Swagat Sengupta, CEO, Oxford Bookstores, who organised a cosplay in the city to mark the birthday celebrations of the much-loved wizard, believes that Harry Potter is not just a book series but a phenomenon. “It is certainly not limited to one age group. You can see a 7-year-old and a 42-year-old dressed for the cosplay and participating in the quiz, so clearly there is no age group, it’s for all generations. Thanks to the immense pull of the Harry Potter series, its marketing, movies and world of mouth, that made the book in vogue. Moreover, the J.K. Rowling books may have started with a target readership of children but they eventually have grown beyond that.”
Pathologist Sanya Sohal got hooked to the books when she was in class three. “Chamber of Secrets had just released and I started reading the books. I think it is a fandom that is really good. People are really supportive and willing to discuss a lot. While the books don’t go so deep into politics or sociology, the fandom as a collective talks about all of these things in a very accepting manner.”
Would any other generation be able to connect to the book as much as millennials? She says, “Not as much as my generation because we grew up as these books were coming up. The release order of the books was a huge thing. We had no option but to read them as they were released. So the new generations won’t be able to enjoy the growing up experience but they can still enjoy it.”
Twenty seven-year-old Nanak Bhatia, who works as a celebrity manager, thinks because the movie and book series have ended, the hype around it may have gone down a little but the doorways to the magical world remain open. “Even today when I speak to people who have just read the books, I see the same love in their eyes as I had when I first read them. In fact, a few months back a friend who has never read fiction books asked for a recommendation and my first one was the Harry Potter series. The next I heard from him, he had read the entire series.” Ask him if he dates people based on the fact that they are Potter-heads or not and he says, “It makes for great conversation at times when you are talking to someone for the first time but that’s just about how far the topic matters to me.”
Shivam Kalra, who was cosplaying as Professor Snape, is a 25-year old Potter-head who got to know about Harry Potter through the movies. “I did read the books afterwards though. Although the books are written for children, everyone can relate to it because we all were children once and we can relate to those feelings.” But he also agrees that the imagination of millennials has been captured by this series more than anyone else. “It is because we grew up as Harry Potter grew up. I was around the same age as Harry.” However, that doesn’t mean he loves the character itself. “Everyone related to the books differently and I think Harry was a brat.”
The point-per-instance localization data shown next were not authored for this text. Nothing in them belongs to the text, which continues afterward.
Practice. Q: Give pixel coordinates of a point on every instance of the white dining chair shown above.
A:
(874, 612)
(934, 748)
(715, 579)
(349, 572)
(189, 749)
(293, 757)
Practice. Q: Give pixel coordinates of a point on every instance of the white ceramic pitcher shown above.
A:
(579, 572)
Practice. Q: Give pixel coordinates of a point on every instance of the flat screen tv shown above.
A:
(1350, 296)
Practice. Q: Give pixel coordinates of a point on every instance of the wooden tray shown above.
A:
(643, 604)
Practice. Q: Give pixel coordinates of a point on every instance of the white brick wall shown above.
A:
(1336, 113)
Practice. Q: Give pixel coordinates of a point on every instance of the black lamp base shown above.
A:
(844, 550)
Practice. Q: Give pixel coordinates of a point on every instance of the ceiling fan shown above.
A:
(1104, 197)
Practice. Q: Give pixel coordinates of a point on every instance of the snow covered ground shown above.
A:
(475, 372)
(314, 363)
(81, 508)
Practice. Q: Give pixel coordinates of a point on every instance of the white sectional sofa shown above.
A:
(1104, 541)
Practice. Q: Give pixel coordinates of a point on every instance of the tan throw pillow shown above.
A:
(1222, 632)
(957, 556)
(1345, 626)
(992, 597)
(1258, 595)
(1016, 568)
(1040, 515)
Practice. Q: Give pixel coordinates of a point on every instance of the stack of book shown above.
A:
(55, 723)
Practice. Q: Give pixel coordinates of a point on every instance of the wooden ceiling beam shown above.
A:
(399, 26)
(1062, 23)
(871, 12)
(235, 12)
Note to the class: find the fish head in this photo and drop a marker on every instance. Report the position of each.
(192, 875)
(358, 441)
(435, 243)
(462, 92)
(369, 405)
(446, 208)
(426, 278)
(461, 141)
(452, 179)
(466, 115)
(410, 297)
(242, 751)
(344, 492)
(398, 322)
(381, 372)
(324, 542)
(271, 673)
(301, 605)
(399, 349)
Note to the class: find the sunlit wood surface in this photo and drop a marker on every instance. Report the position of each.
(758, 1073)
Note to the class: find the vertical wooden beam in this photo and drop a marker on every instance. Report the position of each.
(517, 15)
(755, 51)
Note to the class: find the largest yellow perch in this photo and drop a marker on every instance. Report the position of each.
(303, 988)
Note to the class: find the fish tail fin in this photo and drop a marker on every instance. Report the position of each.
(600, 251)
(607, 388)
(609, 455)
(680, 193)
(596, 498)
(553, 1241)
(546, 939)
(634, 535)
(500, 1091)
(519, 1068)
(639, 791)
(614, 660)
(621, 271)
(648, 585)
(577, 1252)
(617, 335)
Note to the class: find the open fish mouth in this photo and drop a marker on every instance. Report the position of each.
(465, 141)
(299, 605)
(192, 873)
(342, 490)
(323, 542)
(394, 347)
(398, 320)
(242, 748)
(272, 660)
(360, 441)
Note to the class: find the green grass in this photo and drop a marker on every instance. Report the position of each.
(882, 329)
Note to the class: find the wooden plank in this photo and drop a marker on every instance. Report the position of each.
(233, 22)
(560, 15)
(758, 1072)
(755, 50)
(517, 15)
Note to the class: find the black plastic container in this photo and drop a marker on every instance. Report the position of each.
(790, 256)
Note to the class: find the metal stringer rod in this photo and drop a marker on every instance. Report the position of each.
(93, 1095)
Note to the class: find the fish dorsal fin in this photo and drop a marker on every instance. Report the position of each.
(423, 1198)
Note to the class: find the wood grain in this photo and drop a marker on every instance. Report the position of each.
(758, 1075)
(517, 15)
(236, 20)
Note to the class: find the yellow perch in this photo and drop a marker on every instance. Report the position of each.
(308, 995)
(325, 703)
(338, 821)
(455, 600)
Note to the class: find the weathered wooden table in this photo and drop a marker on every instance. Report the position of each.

While Shivam’s age is closer to actor Daniel Radcliffe's —who played Harry Potter — than the actual character in the book, the age gap only widened between Potter and his fans and this has definitely brought some remarkable changes in the fandom itself.
For example, Aaron Sabhlok who is a four and a half year old, likes to dress up as Harry Potter. “But this is because his sister Hridhika is a Harry Potter fan. Aaron is just playing along,” says their mother. Another 12-year-old dressed up as Harry Potter but there wasn’t much that excited him, except the cosplay. “I just like to dress up,” he said.
A lot more children are finding an affiliation towards the world of Harry Potter because the merchandise and paraphernalia around the fantasy world has grown exponentially. It is rare to come across true-blue fans of the Harry Potter world. However, Daniella Zara Jacob, who was dressed up as Hermione Granger with a broom in her hand, is a student of DPS International in the city and a 10-year old Potterhead. She was introduced to the books when she was three. “My father introduced me to this world. He loves Harry Potter. I have read the books and seen the movies. I liked the books better as the movie didn’t have everything complete but I also like the movies as you can see the real life version.”
Ask her if her peers like Harry Potter too, and she says, “It is one of the most famous children’s book and people love to read it. Most people read about fairy princesses or genies but a wizard is something totally different. And there is such detailing in the book. J.K. Rowling is also very famous.”
While there might be differences between why people from different generations are a part of Pottermania and how it plays out in their lives, it is definitely a unifying experience and is bridging gaps across generations.